The End of All Things

He moves through my room, talking to me as if this were just another day.

Too far gone to answer him, I listen to his aged footfalls, feeling the air stir as he passes.

Perhaps he cannot face the truth, but he surely knows.

I am dying.

I do not regret my own passing, having lived a long and blessed life, but I regret leaving him.  He has already lost one he loved more than life and it grieves me to cause him another such pain.  I would stay longer if I could, but my time has come, as it must for all mortals, and I can no longer deny the inevitable.

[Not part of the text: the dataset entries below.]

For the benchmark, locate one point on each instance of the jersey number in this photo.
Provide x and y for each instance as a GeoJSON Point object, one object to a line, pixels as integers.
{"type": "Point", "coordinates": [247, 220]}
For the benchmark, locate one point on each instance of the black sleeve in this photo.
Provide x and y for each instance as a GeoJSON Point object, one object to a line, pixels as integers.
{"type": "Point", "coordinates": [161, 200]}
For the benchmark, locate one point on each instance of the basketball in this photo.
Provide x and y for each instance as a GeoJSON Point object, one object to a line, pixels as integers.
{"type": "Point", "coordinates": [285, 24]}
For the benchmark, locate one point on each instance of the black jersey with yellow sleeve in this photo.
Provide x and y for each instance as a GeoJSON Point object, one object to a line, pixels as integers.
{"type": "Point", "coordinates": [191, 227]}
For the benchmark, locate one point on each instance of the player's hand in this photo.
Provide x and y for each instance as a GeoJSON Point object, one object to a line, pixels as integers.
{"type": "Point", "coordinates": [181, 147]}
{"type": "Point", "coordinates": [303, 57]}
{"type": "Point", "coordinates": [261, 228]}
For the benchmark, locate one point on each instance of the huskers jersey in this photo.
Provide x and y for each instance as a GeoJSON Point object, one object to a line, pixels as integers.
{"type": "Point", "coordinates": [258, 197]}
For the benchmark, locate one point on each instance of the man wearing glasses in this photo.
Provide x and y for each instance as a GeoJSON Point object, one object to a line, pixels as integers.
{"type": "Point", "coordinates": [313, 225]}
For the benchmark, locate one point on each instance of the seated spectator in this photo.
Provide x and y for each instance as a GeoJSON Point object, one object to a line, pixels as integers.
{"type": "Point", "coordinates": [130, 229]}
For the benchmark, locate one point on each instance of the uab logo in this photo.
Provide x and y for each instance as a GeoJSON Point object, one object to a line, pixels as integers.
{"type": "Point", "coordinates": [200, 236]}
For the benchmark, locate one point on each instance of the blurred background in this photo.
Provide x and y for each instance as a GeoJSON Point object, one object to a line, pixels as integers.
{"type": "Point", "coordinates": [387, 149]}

He sits by my bedside, tired and heartsore, and I know he has been weeping.  He begins to tell me a story, a children’s tale I heard once in my dimly remembered youth.  The slow and loving sound of his voice eases me.  Have I ever told him how much comfort his words have given me?  It is too late to now, but it is my hope that he knew, somehow.

He falters in the telling and murmurs with surprise.  ‘Oh, dear,’ he says and the words are followed by a sigh.  I can see him smiling in my mind’s eye and can hear him settle back in the old chair.  His breathing deepens and slows with sleep.  As I listen, the sound recedes till it is but a whisper and then silence.  Over the gentle rattle of my own breath, I feel the stillness of the room.

He is gone.

Perhaps I should feel grief, but I am glad for him.  He has mourned me twice and that is enough for any life.  He has gone ahead to where his dearest Rose waits and where sorrow will be but a distant memory.

And I am just behind him.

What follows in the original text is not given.